GEMoaB Monoclonals
- Type: GmbH
- Industry: Biotechnology Pharmaceutical
- Founded: 2011
- Founder: Gerhard Ehninger, Michael Bachmann
- Headquarters: Dresden, Germany
- Key people: Arnim Ehninger, Chief Scientific Officer (CSO), Gerhard Ehninger (CMO)
- Products: GEM333; GEM3PSCA; UniCAR-T-CD 123, UniCAR-T-PSMA
- Revenue: n.a.
- Website: www.gemoab.com

= GEMoaB Monoclonals =

GEMoaB is a biopharmaceutical company based in Dresden/Germany. The company has a broad pipeline of next generation immunotherapy product candidates for the treatment of advanced blood cancers and solid tumours in pre-clinical and clinical development. The company was founded in 2011 by the two university professors Gerhard Ehninger and Michael Bachmann. It was acquired by the new company AvenCell Therapeutics in 2021.

== Company background ==

To overcome the limitations of current cellular immunotherapies, GEMoaB has established two cellular immunotherapy platforms, which are called UniCAR & RevCAR. These genetically modified T-cells can be rapidly and repeatedly turned on and off via dosing of so-called Targeting Modules (TMs), which crosslink UniCAR/RevCAR T-effector cells with malignant target cells. Upon cross-linkage, UniCAR/RevCAR T-cells are activated and expanded and eliminate malignant target cells. They can be rapidly turned off after TM withdrawal, promising to avoid T-effector cell exhaustion and to reduce potential side effects typically associated with CAR-T therapies.

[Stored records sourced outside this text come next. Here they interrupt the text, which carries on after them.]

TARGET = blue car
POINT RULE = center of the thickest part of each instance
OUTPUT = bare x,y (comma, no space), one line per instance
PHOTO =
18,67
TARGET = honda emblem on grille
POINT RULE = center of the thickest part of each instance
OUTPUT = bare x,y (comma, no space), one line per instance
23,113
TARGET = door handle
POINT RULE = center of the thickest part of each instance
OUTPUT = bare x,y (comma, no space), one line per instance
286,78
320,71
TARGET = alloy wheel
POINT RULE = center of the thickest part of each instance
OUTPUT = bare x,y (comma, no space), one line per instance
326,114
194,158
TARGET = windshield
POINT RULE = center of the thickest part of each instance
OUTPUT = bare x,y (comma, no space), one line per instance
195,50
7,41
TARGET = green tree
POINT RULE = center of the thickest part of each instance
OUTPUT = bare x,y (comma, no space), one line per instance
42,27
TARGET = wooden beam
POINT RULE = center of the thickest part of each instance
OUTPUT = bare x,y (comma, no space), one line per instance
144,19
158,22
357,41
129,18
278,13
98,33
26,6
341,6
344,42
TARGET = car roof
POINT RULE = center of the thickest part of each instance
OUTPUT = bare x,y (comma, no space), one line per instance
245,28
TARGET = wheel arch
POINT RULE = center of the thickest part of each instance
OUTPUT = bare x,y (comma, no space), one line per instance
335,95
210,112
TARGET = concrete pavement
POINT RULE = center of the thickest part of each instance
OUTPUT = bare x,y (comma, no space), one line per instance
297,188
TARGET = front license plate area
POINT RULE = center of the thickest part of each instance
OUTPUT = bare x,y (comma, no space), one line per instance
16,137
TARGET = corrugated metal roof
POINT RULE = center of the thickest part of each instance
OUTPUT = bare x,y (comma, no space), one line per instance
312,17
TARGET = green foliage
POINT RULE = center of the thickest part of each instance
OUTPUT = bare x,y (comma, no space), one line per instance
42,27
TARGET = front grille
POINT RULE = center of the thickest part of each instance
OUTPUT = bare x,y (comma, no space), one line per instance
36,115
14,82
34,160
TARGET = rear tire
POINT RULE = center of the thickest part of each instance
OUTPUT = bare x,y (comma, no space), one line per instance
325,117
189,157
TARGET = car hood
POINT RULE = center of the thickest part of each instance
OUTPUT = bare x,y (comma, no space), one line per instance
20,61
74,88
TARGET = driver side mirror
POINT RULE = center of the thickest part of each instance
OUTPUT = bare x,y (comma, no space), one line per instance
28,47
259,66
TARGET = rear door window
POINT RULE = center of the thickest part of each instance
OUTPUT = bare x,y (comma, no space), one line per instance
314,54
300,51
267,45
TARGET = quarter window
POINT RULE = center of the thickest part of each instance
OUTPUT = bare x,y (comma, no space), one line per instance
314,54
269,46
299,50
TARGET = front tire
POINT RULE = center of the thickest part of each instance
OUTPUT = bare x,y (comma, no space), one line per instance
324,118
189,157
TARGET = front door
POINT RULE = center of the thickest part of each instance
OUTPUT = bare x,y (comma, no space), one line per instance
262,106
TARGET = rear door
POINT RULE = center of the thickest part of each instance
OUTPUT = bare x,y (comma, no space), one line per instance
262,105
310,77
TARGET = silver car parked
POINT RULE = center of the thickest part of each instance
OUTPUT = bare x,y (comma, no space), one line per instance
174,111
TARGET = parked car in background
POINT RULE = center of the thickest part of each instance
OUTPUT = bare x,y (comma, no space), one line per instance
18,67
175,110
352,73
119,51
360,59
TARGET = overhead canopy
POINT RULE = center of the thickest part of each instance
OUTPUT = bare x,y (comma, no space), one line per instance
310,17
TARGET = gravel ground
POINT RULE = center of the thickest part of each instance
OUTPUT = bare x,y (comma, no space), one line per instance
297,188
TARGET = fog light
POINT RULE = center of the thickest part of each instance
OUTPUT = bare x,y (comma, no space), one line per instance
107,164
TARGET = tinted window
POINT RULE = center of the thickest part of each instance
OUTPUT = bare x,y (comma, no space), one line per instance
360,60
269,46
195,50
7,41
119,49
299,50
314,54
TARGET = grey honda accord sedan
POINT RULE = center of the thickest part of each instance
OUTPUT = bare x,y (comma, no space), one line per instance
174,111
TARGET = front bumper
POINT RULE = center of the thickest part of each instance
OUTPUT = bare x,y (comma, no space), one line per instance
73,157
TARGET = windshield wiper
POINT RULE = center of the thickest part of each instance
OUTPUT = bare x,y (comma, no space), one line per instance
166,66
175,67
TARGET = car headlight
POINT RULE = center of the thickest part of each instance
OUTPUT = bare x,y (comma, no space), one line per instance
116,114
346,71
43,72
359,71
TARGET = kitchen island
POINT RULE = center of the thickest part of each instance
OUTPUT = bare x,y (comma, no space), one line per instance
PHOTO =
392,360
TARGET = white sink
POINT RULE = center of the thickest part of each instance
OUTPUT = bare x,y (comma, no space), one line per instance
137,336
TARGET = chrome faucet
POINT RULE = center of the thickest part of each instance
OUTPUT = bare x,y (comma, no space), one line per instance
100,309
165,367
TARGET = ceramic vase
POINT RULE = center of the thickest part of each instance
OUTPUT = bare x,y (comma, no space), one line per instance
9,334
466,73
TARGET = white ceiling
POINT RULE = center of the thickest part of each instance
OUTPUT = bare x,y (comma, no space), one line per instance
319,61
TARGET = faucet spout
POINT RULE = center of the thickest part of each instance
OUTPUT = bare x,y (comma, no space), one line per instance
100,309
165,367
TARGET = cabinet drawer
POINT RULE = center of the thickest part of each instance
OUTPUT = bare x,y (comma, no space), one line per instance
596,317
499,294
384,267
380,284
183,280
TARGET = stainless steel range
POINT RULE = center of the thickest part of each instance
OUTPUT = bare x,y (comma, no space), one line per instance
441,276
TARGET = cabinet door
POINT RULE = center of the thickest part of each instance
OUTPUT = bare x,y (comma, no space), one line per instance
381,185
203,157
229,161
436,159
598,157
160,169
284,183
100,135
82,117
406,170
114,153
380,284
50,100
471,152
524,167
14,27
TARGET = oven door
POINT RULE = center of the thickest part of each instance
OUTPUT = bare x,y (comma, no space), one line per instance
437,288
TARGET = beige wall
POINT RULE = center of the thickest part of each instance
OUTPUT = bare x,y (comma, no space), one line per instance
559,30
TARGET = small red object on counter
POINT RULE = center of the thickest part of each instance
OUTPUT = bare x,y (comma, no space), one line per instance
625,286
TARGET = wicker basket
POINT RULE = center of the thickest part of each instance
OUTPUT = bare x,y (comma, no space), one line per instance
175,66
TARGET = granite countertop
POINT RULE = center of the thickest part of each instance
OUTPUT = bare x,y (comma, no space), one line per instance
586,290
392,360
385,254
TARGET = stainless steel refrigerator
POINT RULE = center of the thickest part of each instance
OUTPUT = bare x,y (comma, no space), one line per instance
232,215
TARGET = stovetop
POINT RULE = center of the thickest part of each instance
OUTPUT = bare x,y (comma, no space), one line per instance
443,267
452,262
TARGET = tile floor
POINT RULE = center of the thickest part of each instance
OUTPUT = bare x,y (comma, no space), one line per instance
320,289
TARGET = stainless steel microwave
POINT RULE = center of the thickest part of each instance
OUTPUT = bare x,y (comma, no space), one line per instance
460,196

== Scientific and strategic board ==

The company's scientific and strategic board is composed of: Gerhard Ehninger (Chairman), Michael Bachmann (Germany), Katy Rezvani (U.S.A.), Bob Löwenberg (The Netherlands) as well as Thomas de Maizière, Member of Parliament (Germany).

== Co-operations ==

Gemoab co-operates with a range of partners: its sister company Cellex in Cologne, Germany, the Fraunhofer-Institut, the pharmaceutical company Bristol-Myers Squibb as well as the companies ABX, Bio Elpida and the federal Saxonian Ministry of Science and Research.

== Drugs currently under development ==
- GEM333: T-cell engaging bispecific antibody (TCE) against CD33 in AML
- GEM3PSCA, TCE against PSCA in Prostate Cancer and other PSCA expressing solid tumours
- UniCAR-T-CD 123 for the treatment of AML, ALL and certain lymphomas
- UniCAR-T-PSMA for the treatment of a number of PSMA expressing tumours

== Literatur ==
- Mitwasi, N (2020). ""UniCAR"-modified off-the-shelf NK-92 cells for targeting of GD2-expressing tumour cells".
- Loff, S. (2018). "Late-Stage Preclinical Characterization of Switchable CD123-Specific CAR-T for Treatment of Acute Leukemia"
- Arndt, C (2019). "A theranostic PSMA ligand for PET imaging and retargeting of T cells expressing the universal chimeric antigen receptor UniCAR".
- Arndt, C (2013). "Redirection of T cells with a first fully humanized bispecific CD33-CD3 antibody efficiently eliminates AML blasts without harming hematopoietic stem cells".